# Running Latent Dirichlet Allocation (LDA) on word counts

I have difficulties understanding the VB implementation lda-c. In particular, the method expects as input a bag-of-words representation of documents, where distinct words appearing in a document are mapped to the number of their occurence in that document. The generative model, however, seems to be specified in terms of a sequence of words per document denoted by $w_{d, n} \in \{1,\ldots,V\}$ for the $n$-th word taken from our vocabulary of size $V$ in the $d$-th document. Each word is assigned a latent topic variable $z_{d,n} \in \{1, \ldots, K\}$. Given $z_{d,n}$ and word distributions $\beta_k$ per topic $k$, the likelihood is written as $$P(w_{d,n} \mid z_{d,n}, \beta) = \beta_{w_{d,n}, z_{d,n}}$$ This formulation seems to specifically rely on knowing each word in the document.

So if I instead observe only a histogram of words $n_d$ where $n_{d,j}$ is the number of times word $j$ appears in document $d$, how would the likelihood $P(n_{d,n} \mid z_d, \beta)$ look like?

It feels like there should be a way to rewrite $P(w \mid z, \beta)$ as $P(n \mid z, \beta)$ as the word sequence is really exchangeable.

• Look at section 3.1 of the original paper. Topics are exchangeable but words aren't necessarily May 27, 2015 at 12:32

When you only have word counts but no documents you can generate a document from the word counts by putting the words according to their frequency in random order into the document. Then the algorithm runs smoothly without rewriting.

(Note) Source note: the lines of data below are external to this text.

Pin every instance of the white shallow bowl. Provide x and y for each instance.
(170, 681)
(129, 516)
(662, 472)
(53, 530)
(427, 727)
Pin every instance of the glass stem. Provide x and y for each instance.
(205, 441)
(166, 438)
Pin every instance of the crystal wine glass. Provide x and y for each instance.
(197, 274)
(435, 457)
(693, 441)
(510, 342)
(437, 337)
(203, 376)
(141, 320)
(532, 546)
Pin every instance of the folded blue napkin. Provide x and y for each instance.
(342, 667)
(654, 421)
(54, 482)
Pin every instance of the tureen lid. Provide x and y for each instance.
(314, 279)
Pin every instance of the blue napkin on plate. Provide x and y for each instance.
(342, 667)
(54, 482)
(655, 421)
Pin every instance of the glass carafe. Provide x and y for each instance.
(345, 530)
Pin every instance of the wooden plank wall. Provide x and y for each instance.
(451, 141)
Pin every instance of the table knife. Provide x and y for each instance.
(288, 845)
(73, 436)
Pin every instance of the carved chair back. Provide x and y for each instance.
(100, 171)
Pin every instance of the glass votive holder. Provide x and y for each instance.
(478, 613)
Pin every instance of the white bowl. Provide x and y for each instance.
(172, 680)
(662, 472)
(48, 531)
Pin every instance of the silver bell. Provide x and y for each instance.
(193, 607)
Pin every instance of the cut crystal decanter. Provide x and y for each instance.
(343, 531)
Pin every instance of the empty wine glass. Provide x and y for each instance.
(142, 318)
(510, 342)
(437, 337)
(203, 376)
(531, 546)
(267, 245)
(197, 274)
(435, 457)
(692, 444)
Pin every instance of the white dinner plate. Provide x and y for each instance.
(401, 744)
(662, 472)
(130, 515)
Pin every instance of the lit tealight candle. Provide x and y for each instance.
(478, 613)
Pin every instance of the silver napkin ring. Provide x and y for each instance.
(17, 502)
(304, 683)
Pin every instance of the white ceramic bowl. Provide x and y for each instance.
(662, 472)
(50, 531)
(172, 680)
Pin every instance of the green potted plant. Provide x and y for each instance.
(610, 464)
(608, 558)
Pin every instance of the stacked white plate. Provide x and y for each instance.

In the original LDA paper the authors note that the variational parameters $\gamma$ and $\phi$ are functions of the words $\mathbf{w}$ because the optimization of the lower bound is done for fixed $\mathbf{w}$. This means that for document $d$, topic $i$, and word positions in the document $n_j$ and $n_k$, if $w_{dn_j} = w_{dn_k}$, that is words $n_j$ and $n_k$ are the same, then:

$$\phi_{dn_ji}(w_{dn_j}) = \phi_{dn_ki}(w_{dn_k})$$

The M-step update for $\beta$ is

$$\beta_{ij} \propto \sum_{d=1}^M\sum_{n=1}^{N_d} \phi_{dni}w_{dn}^j$$

Then we see that the inner sum is counting the number of times word with identity $j$ appears in document $d$ and multiplying that by some $\phi_{dji}$. So we can rewrite the M-step update as:

$$\beta_{ij} \propto \sum_{d=1}^M \phi_{dji}n_{dj}$$

where $n_{dj}$ is the number of times the word $j$ appears in document $d$. Notice that for each document we don't have as many $\phi$ values as there are words in the document. There are only as many distinct $\phi$ values as there are distinct words.

This is why lda-c expects bag-of-words input.